# **Titanic Analysis notebook**

 ### Challange: Figure out what sorts of people were more likely to survive the Titanic sinking

| **Data Dictionary**  |  |     ||
| ----------- | ----------- | ----------- |-----------|
| **Variable** | **Definition** | **Key** |**Magyar leírás**|
PassengerId | passanger id |Distinct|Utas azonosító – Minden utasnak egyedi sorszáma.
survival	|Survival|	0 = No, 1 = Yes|Túlélés –> 0 = meghalt, 1 = túlélte a katasztrófát.|
pclass	|Ticket class	|1 = 1st, 2 = 2nd, 3 = 3rd|Osztály – A hajó utaskategóriája: 1 = első osztály, 2 = másodosztály, 3 = harmadosztály.|
Name | Full name (with rank sometimes) | |Név – Az utas teljes neve (néha tartalmazza a rangot, pl. Mr., Mrs., Miss).|
sex	|Sex	||Nem – male = férfi, female = nő.
Age	|Age in years	||Kor – Az utas életkora években.

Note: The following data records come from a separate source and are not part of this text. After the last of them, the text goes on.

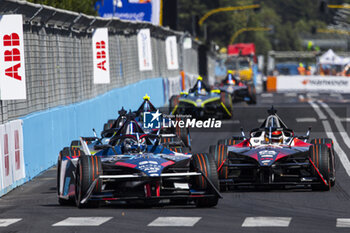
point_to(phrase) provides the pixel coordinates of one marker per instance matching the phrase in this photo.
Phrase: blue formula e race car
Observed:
(201, 102)
(273, 156)
(133, 167)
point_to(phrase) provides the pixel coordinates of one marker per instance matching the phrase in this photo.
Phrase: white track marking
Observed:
(4, 222)
(174, 222)
(338, 124)
(292, 94)
(327, 127)
(306, 119)
(343, 222)
(266, 95)
(83, 221)
(266, 222)
(317, 109)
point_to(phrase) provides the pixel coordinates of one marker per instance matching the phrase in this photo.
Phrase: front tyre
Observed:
(88, 169)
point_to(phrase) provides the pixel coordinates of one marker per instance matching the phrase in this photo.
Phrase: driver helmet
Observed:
(230, 78)
(276, 137)
(131, 146)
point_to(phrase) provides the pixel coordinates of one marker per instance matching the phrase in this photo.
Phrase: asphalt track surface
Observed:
(33, 207)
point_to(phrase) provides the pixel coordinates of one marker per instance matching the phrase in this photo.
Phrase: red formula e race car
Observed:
(272, 155)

Hiányzó érték lehet.
sibsp	|# of siblings / spouses aboard the Titanic	||Testvér/Partner száma a hajón – Hány testvér vagy házastárs utazott vele a hajón.
parch	|# of parents / children aboard the Titanic	||Szülő/Gyermek száma a hajón – Hány szülője vagy gyermeke utazott vele a hajón.
ticket	|Ticket number	||Jegyszám – Az utas jegyének azonosítója (szöveg vagy szám).
fare	|Passenger fare	||Fizetett jegyár – Az utas által fizetett jegy ára fontban.
cabin	|Cabin number	||Kabinszám – A kabin, ahol az utas lakott (sok üres érték).
embarked	|Port of Embarkation	|C = Cherbourg, Q = Queenstown, S = Southampton||Beszállási kikötő – A hajóra szállás helye

---
| **Variable Notes** | | | | |
| ----------- | ----------- | ----------- |-----------|-----------|
| ----------- | **pclass** | **age** | **sibsp** | **parch** |
| Angol | A proxy for socio-economic status (SES) 1st = Upper 2nd = Middle 3rd = Lower | Age is fractional if less than 1. If the age is estimated, it is in the form of xx.5 | Sibling = brother, sister, stepbrother, stepsister; Spouse = husband, wife (mistresses and fiancés ignored) | Parent = mother, father; Child = daughter, son, stepdaughter, stepson; Some children travelled only with a nanny, therefore parch=0 |
| Magyar | A társadalmi-gazdasági státusz (SES) közelítő mutatója: 1 = Felső osztály, 2 = Középosztály, 3 = Alsó osztály | Az életkor törtszám, ha kevesebb, mint 1. Ha becsült, xx.5 formában szerepel | Testvér = fiútestvér, lánytestvér, mostohatestvér; Házastárs = férj, feleség (szeretők és menyasszonyok figyelmen kívül hagyva) | Szülő = anya, apa; Gyermek = lánya, fia, mostohalánya, mostohafia; Néhány gyermek csak a dadával utazott, ezért parch=0 |


In [393]:
import numpy as np
import pandas as pd

In [394]:
gender_submission = pd.read_csv('titanic\\gender_submission.csv')
test = pd.read_csv('titanic\\test.csv')
train = pd.read_csv('titanic\\train.csv')

In [395]:
print(f"Train shape: {train.shape}, Test shape: {test.shape}, Gender submission shape: {gender_submission.shape}")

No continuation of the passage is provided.